Singletons are fine, but it's almost always better to lazily initialize them rather than eagerly, to save on startup time. As a bonus, if you have no eager global initialization in your language, you can make import completely side-effect-free, which is a really nice simplification that I wish more languages adopted.
The slow startup from imports is my biggest annoyance with python.
We had a decent sized library at a previous company that pulled in modules that defined huge register maps, wrapped c++ libraries, etc.
I wrapped all imports in a lazy importer that was triggered by the first attribute access. It brought our script startup times from 3 seconds down to a fraction.
Blows me away that this isn't default behavior for ALL modules.
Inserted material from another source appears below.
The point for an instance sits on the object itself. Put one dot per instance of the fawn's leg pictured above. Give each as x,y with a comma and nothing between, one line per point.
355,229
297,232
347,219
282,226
That behaviour feels to me like it may result in faster startup, but would also result in less predictable performance for code bases with somewhat random access such as web applications.
You could I suppose do some cache warming to make sure the first user request isn't slowed down, but its one more thing to think about.
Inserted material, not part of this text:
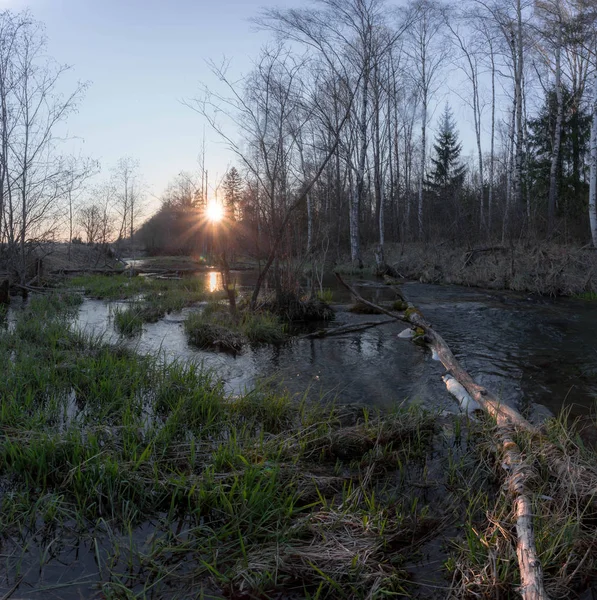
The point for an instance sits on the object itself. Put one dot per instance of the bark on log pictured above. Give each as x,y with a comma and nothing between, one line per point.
518,473
330,331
>"I wrapped all imports in a lazy importer that was triggered by the first attribute access."
Well, putting code in the root of your file is generally the problem to such things, I would argue. Granted, I don't know about how that is necessary when it comes to "register maps" and "wrapped c++ libraries". But I'd imagine you should be encapsulating them away anyways and that would include fixing large startup time by design.
And make 300,000 queries over TCP like getting the list of county names in a state, or getting the list of place names in a county, because my actual use case involves fuzzy matching an arbitrary subset determined by user input, of 18,000,000+ unsanitized data records against geographical place names so they can be assigned geometries?
I'd like the program to finish in 15 seconds or less, please.
If you're making 300K queries over TCP to a database in order to do a calculation, then I'd say you need a much better data structure and/or algorithm. Either that, or do the bulk of the calculations on the database in P/T-SQL, or pre-calculate before-hand so that your on-line queries are just lookups instead of actual calculations.
The train of the discussion, if you go and read the OP's link and inner links, is like this:
- Singletons are bad
- Why are singletons bad?
- They're not "real" OO, they're global state, they obfuscate dependency, etc, etc, etc
- But what if I just legitimately have a ton of global state?
- Use a database! Use a filesystem!
The last point in the chain admits that the first point is mistaken. "Use a database" is just saying "use someone else's code to solve your problem". What if the database is implemented using singletons? What if it uses code that isn't OO at all? All you've accomplished is to say "OO can't solve your problem, use something external". In fact, my problem is solved just fine by using a singleton.
Turns out other languages have evolved in the mean time and came up with much better solutions. In particular with dynamic languages ES6 modules in combination with npm's approach to package dependency management is the current benchmark. ES6 exposes bindings instead of values which solves a ton of issues that Python will never be able to fix with it's import system.